Other observation-driven policies • Reducing functional-unit interference • Observation of contention will allow the OS to implement analogous policies - either to migrate a task somewhere with less contention or to credit CPU time back to a task that has suffered disproportionately from contention. • Multicore power management • Implementations allow cores to change power states independently. Initial research indicates that OS-level observation—of both hardware power events and per-task activity—will enable better power management policies. • For Example:tasks that are largely memory bound might run on a lower-power core and obtain similar performance, whereas computation-intensive tasks might benefit from migration to a higher-speed or higher- power core.

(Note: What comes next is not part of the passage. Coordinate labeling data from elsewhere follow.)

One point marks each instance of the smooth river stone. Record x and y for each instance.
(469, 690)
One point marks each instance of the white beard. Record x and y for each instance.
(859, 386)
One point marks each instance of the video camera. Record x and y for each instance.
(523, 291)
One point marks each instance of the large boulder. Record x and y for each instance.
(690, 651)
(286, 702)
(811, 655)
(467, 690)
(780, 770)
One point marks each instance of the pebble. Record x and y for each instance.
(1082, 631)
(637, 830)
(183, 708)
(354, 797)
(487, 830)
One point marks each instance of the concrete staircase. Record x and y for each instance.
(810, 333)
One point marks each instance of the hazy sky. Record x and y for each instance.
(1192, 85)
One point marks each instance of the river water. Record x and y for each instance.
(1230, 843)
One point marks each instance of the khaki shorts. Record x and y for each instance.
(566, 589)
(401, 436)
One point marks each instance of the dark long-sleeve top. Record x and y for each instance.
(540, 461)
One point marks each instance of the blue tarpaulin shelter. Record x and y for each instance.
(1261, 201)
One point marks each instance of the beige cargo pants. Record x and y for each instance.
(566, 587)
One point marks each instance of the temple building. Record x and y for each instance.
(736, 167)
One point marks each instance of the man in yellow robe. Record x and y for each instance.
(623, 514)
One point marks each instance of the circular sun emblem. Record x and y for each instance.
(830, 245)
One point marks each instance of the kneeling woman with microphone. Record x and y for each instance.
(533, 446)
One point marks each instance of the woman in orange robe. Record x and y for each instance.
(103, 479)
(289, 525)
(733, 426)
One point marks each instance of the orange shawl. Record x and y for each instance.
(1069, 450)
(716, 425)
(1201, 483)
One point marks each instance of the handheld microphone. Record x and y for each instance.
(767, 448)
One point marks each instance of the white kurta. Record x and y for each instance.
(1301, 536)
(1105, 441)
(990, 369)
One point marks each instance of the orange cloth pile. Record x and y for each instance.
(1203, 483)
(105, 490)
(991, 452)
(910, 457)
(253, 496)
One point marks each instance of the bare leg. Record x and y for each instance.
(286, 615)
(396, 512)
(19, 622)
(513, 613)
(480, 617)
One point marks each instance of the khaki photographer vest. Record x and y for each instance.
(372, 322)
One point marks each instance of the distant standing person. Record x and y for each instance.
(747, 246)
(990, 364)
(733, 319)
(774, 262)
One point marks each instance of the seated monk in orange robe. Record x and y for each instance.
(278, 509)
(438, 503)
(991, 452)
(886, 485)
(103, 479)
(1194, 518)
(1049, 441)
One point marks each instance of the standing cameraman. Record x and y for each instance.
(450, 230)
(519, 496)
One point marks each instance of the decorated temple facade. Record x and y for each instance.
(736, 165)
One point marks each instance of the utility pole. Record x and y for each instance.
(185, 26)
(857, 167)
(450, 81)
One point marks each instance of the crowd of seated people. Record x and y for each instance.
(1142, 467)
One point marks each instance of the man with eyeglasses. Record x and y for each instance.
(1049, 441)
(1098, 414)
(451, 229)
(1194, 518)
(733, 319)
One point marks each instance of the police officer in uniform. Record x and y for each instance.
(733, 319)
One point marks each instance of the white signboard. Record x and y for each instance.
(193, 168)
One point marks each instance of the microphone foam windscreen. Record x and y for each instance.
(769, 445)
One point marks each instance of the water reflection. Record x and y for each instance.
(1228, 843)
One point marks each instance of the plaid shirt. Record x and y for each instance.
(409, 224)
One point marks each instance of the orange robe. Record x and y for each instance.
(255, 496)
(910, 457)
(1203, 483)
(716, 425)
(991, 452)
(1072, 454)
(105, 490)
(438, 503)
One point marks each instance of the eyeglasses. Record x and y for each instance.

Virtualization: • Runtime observation of behavior is even more important for VMs because an even greater opacity prevents knowledge of what a VM is doing or will do next.
Write a simple program and execute it on windows: one with normal priority and other with one higher priority. And see how normal priority process suffers. Compare the same on Linux
Research Avenues • Needs more research in OS to manage cache • Change to kernel requires full understanding of OS kernel’s memory management and scheduler (atleast)…..they themselves are big research area. • Due to fast progress in processor technology and slow progress in OS kernel, OS kernel underutilize the functionality provided by modern multicore processor. This is could be another research area to explore how to better utilize processor to it full potential
Business Value • If we implement at least one of the above mentioned policy, then it could be a big turn-around for the new OS and add more business value to the OS vendor.
Summary • OS can help by making dynamic observations of task behavior and then implementing smarter policies based on the results of these observations.